The initiative came to mind after Wolf was supposed to teach a personal finance beat course for reporters, but ended up teaching a personal finance course instead. Wolf said that many students believed in her teaching method and nominated her for the Student Undergraduate Teaching and Staff Award, which she won in 2018.  

“It's basically an attempt to provide students an education on personal finance," Kelly Patch, a research collaborator in the School of Media and Journalism who took Wolf's course, said. 

Patch said he noticed in his personal experience that students will leave the University with an amazing education, but do not have the knowledge to know what to do with their salary once they get a job. He said he is grateful that the initiative will show students how to manage their money for their lives after college.

“I don't want them to have a car loan, I don't want them to have credit card debt," Wolf said. "They can have a mortgage. I know that sounds like a silly goal, but I really think debt is what destroys most households’ personal finances." 
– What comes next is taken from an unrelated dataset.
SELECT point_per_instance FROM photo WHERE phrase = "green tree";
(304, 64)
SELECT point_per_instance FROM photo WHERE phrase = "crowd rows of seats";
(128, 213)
Wolf said she wants to help students avoid getting into debt at all costs through the initiative. She also hopes students will go into their communities and help individuals in rural areas learn to better budget their own incomes. 

She said she plans to partner with the UNC Center for Health Promotion and Disease Prevention to set up workshops in these rural areas so students can then give one-on-one counseling to these families. 

“I think in terms of combating financial debt, this sounds like a good resource for keeping people's heads above water," said Sam Kirse, a junior psychology major.   

Many people do not think about how they are going to manage their money long-term, so Wolf — with help from colleagues David Hofmann, Carrie Harbinson, Kavita Hall and Mark Meares — plans to show students how to become financially successful by teaching them about resources available for future saving plans. 

Before becoming a professor at UNC, Wolf worked at Bloomberg News for 18 years, where she said she took confusing financial information and translated it so that the average consumer could understand it. She said that writing for an audience that wants to know what is going on but doesn't understand all of the businesses jargon helped her transition into teaching students. 

“She basically made it one of her personal missions to try and help as many kids as she could that went through the journalism school to understand how money works and how to be a good consumer in the United States,” Patch said.